To ensure the effective take-off of the NOC, the bill allows the Ministry of Finance Incor­porated to acquire 51 percent while the Bureau of Public En­terprises (BPE) holds 49 per­cent of the initial shares of the company.
The two companies are to be managed and governed by the Companies and Allied Mat­ters Act and Securities and Ex­change Commission Codes of Corporate Governance.
In the Petroleum Host Community Legislative Frame­work, which provides for the establishment of Community Fund, the Federal Government is obligated to “pay directly to Local Governments’ accounts the amount for the benefits of the upstream petroleum communities within a local govern­ment”.

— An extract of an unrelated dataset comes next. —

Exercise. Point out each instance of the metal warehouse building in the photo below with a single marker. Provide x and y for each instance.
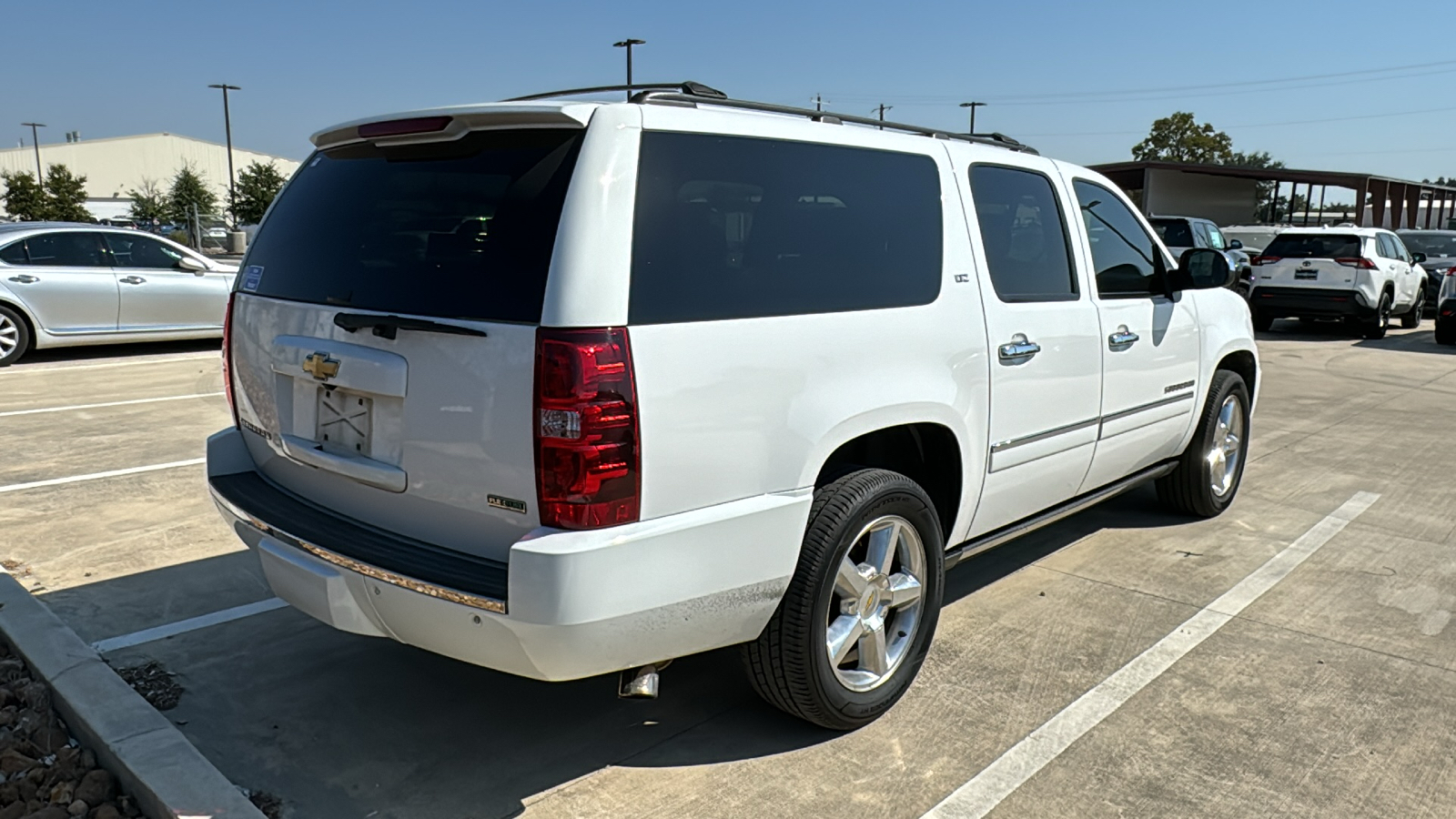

Ten percent of the total amount payable to a state gov­ernment by the Federal Govern­ment in accordance with the de­rivative formula as contained in the nation’s constitution and an additional “30 percent of royal­ties is to be paid by a compa­ny from petroleum production on land within the territory of an upstream petroleum com­munity.”
Similarly, “20 percent of an aggregate of the total royalties accruing to Federal Govern­ment for petroleum produc­tion is to be evenly divided by the number of local govern­ments with facility.”
The legislative framework also provides that “50 percent of the amount payable to the Fed­eral Government for pipeline right-of-way shall be PAID TO lo­cal government within pipeline communities are located, solely for the benefit of the people.